H&M's new collaboration with Italian designer Giambattista Valli accompanied by a tagline – 'I ❤️ GBV’ – the initials of the designer has not gone well with women’s rights campaigners because the initials of the designer are also a widely used acronym for "gender-based violence". H&M says the association is unintentional. But Women’s rights activities are demanding that the products be withdrawn. Until now as I write this blog, the products continue to be listed on their website.
The first thing that comes to my mind is that it is an ‘inadvertent blunder'. But H&M has done this a few times already so that puts a question on their intentions for sure. Now initials cannot change but the least H&M could do is not to use abbreviations that could be deemed sensitive and controversial for their diverse customer.
H&M's "Coolest Monkey in the Jungle" sweatshirts can be categorized as such. When a brand 's advertising and branding process lacks Diversity Of Thought on the drawing board, this sort of insouciant messaging is the most likely outcome which in turn leads to poorly thought-out abbreviations and slogans.
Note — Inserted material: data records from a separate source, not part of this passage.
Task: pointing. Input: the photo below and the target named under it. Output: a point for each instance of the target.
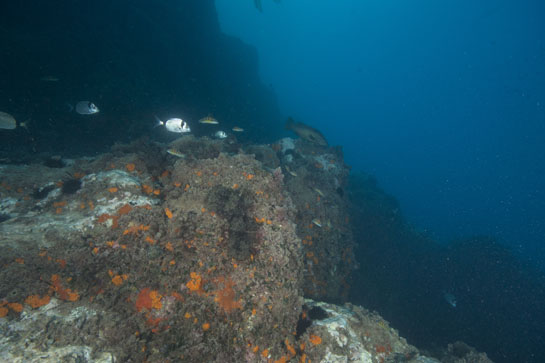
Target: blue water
(444, 102)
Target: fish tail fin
(290, 124)
(158, 122)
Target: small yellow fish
(175, 153)
(208, 120)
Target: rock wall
(134, 60)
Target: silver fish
(220, 135)
(306, 132)
(7, 121)
(174, 125)
(86, 108)
(449, 298)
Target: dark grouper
(306, 132)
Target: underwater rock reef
(206, 255)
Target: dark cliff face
(134, 59)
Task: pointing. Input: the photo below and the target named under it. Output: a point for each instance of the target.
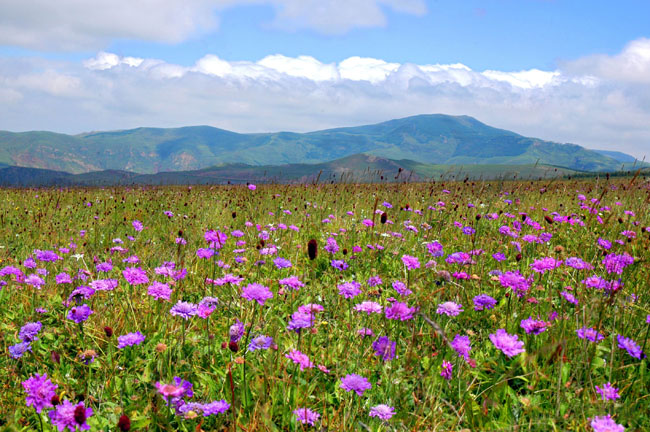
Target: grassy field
(452, 306)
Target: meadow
(491, 305)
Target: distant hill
(427, 139)
(355, 168)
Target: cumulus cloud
(82, 24)
(583, 102)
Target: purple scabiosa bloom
(236, 331)
(606, 424)
(130, 339)
(40, 391)
(80, 314)
(281, 263)
(462, 345)
(135, 275)
(483, 301)
(349, 289)
(509, 344)
(382, 411)
(67, 415)
(185, 310)
(608, 392)
(300, 359)
(590, 334)
(159, 291)
(260, 342)
(206, 306)
(29, 331)
(306, 416)
(384, 348)
(446, 370)
(339, 265)
(292, 282)
(401, 288)
(410, 262)
(18, 350)
(355, 383)
(368, 307)
(215, 407)
(449, 309)
(400, 311)
(257, 292)
(632, 348)
(533, 326)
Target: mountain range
(428, 140)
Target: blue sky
(568, 71)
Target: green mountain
(355, 168)
(428, 139)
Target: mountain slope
(435, 138)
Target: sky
(561, 70)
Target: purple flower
(606, 424)
(510, 345)
(260, 342)
(355, 383)
(410, 262)
(368, 307)
(80, 314)
(449, 309)
(608, 392)
(306, 416)
(40, 391)
(256, 292)
(384, 348)
(534, 326)
(400, 311)
(70, 416)
(632, 348)
(462, 345)
(29, 331)
(349, 289)
(446, 370)
(130, 339)
(184, 310)
(300, 359)
(483, 301)
(159, 291)
(135, 275)
(382, 411)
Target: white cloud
(82, 24)
(582, 102)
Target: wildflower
(306, 416)
(356, 383)
(606, 424)
(257, 292)
(446, 370)
(510, 345)
(400, 311)
(607, 391)
(67, 415)
(382, 411)
(80, 314)
(300, 359)
(534, 326)
(632, 348)
(384, 348)
(462, 345)
(449, 309)
(483, 301)
(40, 391)
(130, 339)
(184, 310)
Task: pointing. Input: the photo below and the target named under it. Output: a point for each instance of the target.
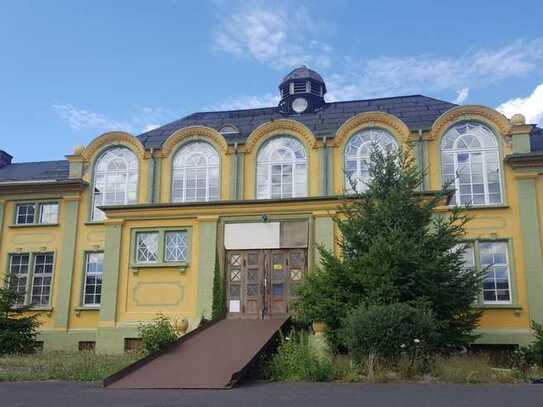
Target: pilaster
(70, 211)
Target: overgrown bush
(388, 333)
(296, 361)
(158, 333)
(393, 249)
(18, 329)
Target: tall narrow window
(496, 284)
(470, 163)
(357, 156)
(195, 176)
(281, 169)
(115, 179)
(94, 267)
(42, 279)
(18, 268)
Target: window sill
(78, 310)
(499, 306)
(94, 222)
(34, 225)
(182, 266)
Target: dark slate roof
(536, 140)
(416, 111)
(35, 171)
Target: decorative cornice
(114, 137)
(477, 112)
(372, 119)
(194, 133)
(286, 126)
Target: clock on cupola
(302, 91)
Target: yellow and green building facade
(133, 225)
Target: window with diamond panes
(358, 156)
(195, 175)
(470, 164)
(18, 269)
(281, 169)
(92, 291)
(497, 280)
(115, 179)
(175, 246)
(25, 214)
(42, 279)
(147, 247)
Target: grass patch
(74, 366)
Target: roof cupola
(302, 91)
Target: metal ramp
(214, 356)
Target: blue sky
(71, 70)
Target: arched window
(281, 169)
(357, 156)
(470, 163)
(195, 174)
(115, 179)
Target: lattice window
(470, 164)
(115, 179)
(497, 280)
(92, 291)
(42, 279)
(18, 268)
(175, 246)
(282, 169)
(358, 156)
(25, 214)
(147, 247)
(195, 174)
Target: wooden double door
(261, 284)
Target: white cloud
(391, 76)
(274, 36)
(142, 119)
(461, 96)
(530, 106)
(82, 119)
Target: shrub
(389, 331)
(296, 361)
(158, 333)
(18, 330)
(394, 249)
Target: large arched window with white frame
(281, 169)
(358, 156)
(115, 179)
(470, 164)
(195, 175)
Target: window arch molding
(483, 154)
(209, 149)
(288, 155)
(356, 153)
(97, 147)
(137, 171)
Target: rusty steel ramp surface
(211, 357)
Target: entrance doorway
(262, 283)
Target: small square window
(147, 247)
(49, 213)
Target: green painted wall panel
(110, 278)
(324, 236)
(531, 243)
(208, 249)
(69, 239)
I've conceived messaging strategy for a close competitor (H&M's) and my first impression of the way such brands operate is that despite having diverse teams (supposedly that is the basis of an assumption that there shouldn't be any impropriety) they have a method of working in silos where the concept-to-consumer teams often work against each other than with each other! The resultant downside is that lack of cohesiveness also leads to poor products and services.
While brands are using digital marketing campaigns to economize and increase profitability, they need to be wary of knowing the customer in and out and in a more individualistic and personalized narrative as opposed to having a generic overview of their diverse customer.